Certain computations are re-used when `num_samples` is set larger than `1`. For this reason, it's better to call `sample_gs_walk` once with the arguement `num_samples=k` rather than calling `sample_gs_walk` `k` separate times.

## Balanced Gram--Schmidt Walk
In randomized experiments, it is often desirable to ensure that an equal number of units are assigned to each treatment. Just as this is not guaranteed by independent assignment, this is not guaranteed by the Gram--Schmidt Walk design. However, a slight modification to the sampling algorithm does ensure that this condition holds. To sample from the balanced Gram--Schmidt Walk design, simply call `gs_walk_design` with `balance=true`.

In [None]:
# no balance
assignment_list = sample_gs_walk(X, lambda, num_samples=200)
treatment_size_diff = abs.(sum(assignment_list, dims=2)) / 2
println("GSW: maximum assignment imbalance is ", maximum(treatment_size_diff))

# balance
assignment_list = sample_gs_walk(X, lambda, num_samples=200, balanced=true)
treatment_size_diff = abs.(sum(assignment_list, dims=2)) / 2
println("GSW: maximum assignment imbalance is ", maximum(treatment_size_diff))
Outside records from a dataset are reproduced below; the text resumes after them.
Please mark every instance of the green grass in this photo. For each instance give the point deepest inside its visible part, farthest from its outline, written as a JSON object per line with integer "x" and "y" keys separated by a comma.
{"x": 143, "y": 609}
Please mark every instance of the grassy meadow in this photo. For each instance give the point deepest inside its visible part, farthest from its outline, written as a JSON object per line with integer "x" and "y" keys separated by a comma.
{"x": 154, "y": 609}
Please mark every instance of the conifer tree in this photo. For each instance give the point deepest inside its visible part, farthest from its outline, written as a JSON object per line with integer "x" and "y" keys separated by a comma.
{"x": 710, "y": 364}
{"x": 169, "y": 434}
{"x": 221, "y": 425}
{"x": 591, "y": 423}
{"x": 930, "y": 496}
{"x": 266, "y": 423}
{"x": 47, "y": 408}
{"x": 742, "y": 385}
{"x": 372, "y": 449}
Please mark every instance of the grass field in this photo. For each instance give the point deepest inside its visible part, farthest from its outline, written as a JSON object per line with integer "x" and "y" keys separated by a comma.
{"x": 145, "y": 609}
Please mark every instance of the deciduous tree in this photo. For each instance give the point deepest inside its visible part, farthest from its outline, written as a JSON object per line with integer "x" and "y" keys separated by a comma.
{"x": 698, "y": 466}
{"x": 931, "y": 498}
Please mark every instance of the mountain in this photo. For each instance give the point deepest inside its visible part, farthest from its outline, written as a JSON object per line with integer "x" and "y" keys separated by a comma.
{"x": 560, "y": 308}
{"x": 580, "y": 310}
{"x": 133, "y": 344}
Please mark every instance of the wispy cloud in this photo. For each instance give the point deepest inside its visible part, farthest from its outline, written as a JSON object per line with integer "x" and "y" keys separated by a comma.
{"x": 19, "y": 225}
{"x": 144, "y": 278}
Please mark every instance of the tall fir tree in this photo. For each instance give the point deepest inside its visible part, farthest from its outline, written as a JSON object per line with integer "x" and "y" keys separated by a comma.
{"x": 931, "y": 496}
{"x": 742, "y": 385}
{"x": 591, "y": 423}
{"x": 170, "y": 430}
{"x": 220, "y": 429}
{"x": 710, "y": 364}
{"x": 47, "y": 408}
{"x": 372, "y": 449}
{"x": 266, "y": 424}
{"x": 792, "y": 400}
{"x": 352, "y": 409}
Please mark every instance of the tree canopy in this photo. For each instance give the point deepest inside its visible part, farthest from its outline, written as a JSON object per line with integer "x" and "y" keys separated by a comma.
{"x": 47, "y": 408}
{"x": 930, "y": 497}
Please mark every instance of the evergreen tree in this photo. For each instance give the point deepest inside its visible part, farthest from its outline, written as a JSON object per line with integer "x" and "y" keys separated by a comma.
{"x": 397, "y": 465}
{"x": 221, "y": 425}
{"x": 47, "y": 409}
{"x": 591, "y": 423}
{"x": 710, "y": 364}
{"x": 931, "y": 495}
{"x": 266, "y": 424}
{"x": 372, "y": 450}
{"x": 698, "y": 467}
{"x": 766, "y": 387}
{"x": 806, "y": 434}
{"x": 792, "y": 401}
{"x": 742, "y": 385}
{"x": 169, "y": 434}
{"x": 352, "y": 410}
## Marginal Treatment Probabilities
By default, the Gram--Schmidt design has the property that marginal treatment probailities are equal between units and treatments. That is, 
$$ 
\Pr \left( \text{unit $i$ is assigned treatment 0} \right) =  
\Pr \left( \text{unit $i$ is assigned treatment 1} \right) = 
1/2
\quad \text{for all units } i=1, 2, \dots n \enspace.
$$
However, the Gram--Schmidt Walk supports setting arbitrary marginal treatment probabilities. In particular, the marginal treatment probabilities can be set to values other than $1/2$ and can also differ across units. Of course, this has implications for covariate balancing but we refer the reader to our paper for this discussion.

Setting different marginal treatment probabilities may be done using the optional argument `treatment_probs`. There are two ways to do this.
1. If `treatment_probs=c` for some number `c` then the marginal treatment probability is equal to `c` for all units.
2. If `treatment_probs=p` for some $n$ length array p, then that is interpreted as separate marginal treatement probabilities for all units.

We give examples of this usage below.

In [None]:
# sample 1 assignment, all units have same marginal treatment probabilities.
lambda = 0.5
z = sample_gs_walk(X, lambda, treatment_probs=0.8)

println("Average Probability of Treatment is ", sum(z .+ 1.0)/(2*n))

Now let's see how to set marginal treatment probabilities indpendently.

In [None]:
# specify empirical probabilities of treatment
p = Array(range(0.1,stop=0.9,length=n))

# sample assignments, compute empirical probabilities of treatment 1
assignment_list = sample_gs_walk(X, lambda, treatment_probs=p, num_samples=500)
empirical_prob = reshape(sum((assignment_list .+ 1.0)/2, dims=1) ,n) / 500

plot(1:n, p, "g--", label="true (specified)")
scatter(1:n, empirical_prob, label="empirical")
xlabel("Units")
ylabel("Probability of Treatment 1")
legend()

We currently prevent the user from using both the `balance` and `treatment_probs` options at the same time.